First, let's talk about that strait
The Strait of Hormuz is a narrow waterway between Iran and Oman, about 33 kilometres wide at its narrowest point. It doesn't look like much on a map. But roughly 20% of the world's oil supply passes through it every single day. One in five barrels. Tankers loaded with crude oil from Saudi Arabia, Iraq, Kuwait, the UAE, and Iran itself travel through it constantly, heading for refineries in Asia, Europe, and beyond.

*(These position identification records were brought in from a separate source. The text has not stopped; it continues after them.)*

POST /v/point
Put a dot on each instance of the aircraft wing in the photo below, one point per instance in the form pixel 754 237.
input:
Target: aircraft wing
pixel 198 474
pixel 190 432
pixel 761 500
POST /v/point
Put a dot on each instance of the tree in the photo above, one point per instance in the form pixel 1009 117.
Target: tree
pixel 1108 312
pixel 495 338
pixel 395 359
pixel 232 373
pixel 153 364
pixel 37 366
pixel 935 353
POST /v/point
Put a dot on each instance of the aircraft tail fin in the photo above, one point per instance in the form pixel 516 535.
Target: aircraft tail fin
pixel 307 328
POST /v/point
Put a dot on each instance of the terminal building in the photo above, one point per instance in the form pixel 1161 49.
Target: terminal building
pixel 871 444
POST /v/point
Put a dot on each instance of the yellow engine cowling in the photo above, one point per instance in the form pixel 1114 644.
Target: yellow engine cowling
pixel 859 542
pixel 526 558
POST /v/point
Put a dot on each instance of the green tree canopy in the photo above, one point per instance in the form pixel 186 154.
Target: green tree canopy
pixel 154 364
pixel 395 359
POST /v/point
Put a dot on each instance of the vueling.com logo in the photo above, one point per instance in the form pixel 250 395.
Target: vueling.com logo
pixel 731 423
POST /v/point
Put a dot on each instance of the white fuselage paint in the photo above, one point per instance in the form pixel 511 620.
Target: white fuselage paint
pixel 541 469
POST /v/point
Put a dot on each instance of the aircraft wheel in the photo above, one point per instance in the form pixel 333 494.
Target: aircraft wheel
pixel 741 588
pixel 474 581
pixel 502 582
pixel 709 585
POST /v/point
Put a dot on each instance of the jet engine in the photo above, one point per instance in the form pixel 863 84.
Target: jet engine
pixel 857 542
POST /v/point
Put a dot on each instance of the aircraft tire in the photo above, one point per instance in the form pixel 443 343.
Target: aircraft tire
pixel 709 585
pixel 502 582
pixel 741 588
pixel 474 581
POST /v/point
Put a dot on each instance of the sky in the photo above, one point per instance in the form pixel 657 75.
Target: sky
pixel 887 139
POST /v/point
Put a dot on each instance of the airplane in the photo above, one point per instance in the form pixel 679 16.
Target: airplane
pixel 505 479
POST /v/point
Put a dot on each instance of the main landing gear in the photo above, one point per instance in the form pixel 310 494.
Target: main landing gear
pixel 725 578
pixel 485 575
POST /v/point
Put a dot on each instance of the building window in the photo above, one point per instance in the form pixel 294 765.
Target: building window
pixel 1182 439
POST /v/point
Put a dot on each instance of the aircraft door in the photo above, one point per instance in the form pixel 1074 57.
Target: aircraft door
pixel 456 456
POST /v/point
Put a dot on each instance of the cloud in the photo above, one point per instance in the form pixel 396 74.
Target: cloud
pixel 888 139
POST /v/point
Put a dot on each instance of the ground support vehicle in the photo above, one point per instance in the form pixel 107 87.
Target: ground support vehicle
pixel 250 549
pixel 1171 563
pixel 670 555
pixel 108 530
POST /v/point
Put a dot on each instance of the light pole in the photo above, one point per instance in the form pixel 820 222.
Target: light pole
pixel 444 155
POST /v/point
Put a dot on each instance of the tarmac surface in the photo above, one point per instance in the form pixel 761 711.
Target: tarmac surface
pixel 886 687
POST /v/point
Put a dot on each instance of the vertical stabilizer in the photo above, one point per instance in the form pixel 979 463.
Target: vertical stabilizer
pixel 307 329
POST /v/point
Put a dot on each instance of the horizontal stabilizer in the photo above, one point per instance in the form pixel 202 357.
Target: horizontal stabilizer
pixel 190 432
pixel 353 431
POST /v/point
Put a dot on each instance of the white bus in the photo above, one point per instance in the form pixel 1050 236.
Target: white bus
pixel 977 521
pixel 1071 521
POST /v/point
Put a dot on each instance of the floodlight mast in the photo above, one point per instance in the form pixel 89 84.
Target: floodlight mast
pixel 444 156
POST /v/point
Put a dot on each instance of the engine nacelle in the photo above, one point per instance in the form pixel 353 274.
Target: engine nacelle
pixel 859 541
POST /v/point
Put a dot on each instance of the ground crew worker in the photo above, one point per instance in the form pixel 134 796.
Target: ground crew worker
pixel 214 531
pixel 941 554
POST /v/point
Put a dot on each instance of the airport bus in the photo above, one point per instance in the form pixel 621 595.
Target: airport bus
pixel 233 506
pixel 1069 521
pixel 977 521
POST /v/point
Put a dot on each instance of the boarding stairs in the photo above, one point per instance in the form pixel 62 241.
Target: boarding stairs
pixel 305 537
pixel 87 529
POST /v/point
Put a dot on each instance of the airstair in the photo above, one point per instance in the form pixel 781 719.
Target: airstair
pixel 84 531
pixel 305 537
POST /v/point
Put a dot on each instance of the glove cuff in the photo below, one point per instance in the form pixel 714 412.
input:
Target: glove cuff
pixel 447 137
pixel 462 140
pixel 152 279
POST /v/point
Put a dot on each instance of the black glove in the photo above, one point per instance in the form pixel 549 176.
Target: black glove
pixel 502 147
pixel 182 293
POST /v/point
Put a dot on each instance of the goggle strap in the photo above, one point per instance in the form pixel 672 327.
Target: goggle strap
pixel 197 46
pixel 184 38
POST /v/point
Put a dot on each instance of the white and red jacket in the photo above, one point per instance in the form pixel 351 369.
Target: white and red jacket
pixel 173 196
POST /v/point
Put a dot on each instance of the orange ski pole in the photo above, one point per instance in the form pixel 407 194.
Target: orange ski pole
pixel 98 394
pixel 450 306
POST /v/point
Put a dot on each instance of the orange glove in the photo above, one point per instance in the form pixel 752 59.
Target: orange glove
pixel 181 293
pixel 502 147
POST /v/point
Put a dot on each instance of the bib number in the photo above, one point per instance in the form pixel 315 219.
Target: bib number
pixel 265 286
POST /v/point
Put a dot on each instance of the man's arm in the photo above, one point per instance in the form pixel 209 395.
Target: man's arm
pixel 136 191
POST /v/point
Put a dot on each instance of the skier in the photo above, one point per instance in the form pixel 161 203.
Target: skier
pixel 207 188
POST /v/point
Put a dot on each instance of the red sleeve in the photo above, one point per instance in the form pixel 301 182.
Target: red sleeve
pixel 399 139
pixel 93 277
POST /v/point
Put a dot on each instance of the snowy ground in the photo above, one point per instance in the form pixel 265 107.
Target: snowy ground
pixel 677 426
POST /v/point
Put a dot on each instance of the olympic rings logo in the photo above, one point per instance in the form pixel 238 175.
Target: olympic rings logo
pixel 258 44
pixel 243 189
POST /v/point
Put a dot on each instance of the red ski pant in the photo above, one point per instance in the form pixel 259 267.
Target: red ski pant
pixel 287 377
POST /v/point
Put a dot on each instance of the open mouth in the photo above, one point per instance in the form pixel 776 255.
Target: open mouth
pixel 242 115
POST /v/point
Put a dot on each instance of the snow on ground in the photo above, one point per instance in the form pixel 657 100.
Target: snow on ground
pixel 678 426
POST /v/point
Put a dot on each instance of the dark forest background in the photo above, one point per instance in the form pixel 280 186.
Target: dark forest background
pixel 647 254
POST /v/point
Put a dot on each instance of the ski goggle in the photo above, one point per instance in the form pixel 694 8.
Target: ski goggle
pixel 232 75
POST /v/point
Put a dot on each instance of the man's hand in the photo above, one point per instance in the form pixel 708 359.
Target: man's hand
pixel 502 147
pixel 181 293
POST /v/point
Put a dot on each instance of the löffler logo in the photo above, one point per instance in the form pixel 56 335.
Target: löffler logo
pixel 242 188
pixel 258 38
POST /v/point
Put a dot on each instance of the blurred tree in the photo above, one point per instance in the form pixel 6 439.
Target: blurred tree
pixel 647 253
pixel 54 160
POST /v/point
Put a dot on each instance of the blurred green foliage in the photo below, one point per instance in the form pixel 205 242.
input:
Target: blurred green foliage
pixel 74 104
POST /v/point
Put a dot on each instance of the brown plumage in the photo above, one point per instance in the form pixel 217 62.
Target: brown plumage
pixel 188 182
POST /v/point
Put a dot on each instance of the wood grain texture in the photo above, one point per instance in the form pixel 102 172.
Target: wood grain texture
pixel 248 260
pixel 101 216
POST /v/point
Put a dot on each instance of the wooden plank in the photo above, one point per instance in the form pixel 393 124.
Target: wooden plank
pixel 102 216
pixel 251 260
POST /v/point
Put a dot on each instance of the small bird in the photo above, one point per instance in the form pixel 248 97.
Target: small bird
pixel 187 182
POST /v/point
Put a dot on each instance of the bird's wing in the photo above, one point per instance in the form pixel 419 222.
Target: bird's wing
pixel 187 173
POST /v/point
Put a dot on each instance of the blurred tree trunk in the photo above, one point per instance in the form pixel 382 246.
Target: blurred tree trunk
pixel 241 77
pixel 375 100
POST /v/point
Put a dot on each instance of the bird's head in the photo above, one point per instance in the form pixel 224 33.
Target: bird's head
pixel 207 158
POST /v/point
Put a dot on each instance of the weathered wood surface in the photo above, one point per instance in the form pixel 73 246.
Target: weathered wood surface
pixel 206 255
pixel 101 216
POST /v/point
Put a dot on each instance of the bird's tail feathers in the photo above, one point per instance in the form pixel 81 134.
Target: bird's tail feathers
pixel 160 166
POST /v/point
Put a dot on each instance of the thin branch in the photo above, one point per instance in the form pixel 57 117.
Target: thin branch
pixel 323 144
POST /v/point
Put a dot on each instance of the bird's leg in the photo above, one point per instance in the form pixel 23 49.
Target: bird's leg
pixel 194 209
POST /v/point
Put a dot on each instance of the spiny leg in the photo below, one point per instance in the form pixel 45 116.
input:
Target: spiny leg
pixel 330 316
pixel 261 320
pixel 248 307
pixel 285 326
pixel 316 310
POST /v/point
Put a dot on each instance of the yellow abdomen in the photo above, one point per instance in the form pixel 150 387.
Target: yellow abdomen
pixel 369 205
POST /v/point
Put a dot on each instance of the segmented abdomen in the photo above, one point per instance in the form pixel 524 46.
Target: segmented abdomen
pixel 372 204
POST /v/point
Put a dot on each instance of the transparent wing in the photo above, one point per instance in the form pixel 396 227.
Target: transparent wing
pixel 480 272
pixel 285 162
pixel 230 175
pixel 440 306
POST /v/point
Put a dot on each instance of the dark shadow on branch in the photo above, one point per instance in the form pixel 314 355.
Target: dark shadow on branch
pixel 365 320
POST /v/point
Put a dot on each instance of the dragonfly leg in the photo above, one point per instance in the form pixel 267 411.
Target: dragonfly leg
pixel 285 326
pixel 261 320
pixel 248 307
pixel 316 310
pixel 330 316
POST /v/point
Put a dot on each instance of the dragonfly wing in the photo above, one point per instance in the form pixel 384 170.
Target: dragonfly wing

When Iran closed the Strait at the start of the war, the International Energy Agency called it "the greatest global energy security challenge in history." That's not an overstatement. Within days, Brent crude oil prices surged 10 to 13 percent. Within weeks, analysts at Bloomberg and Morgan Stanley were warning that prices could hit 100, even 200 dollars per barrel if the disruption held. And while a ceasefire has technically been in place since April 8, the strait has not returned to anything close to normal traffic levels.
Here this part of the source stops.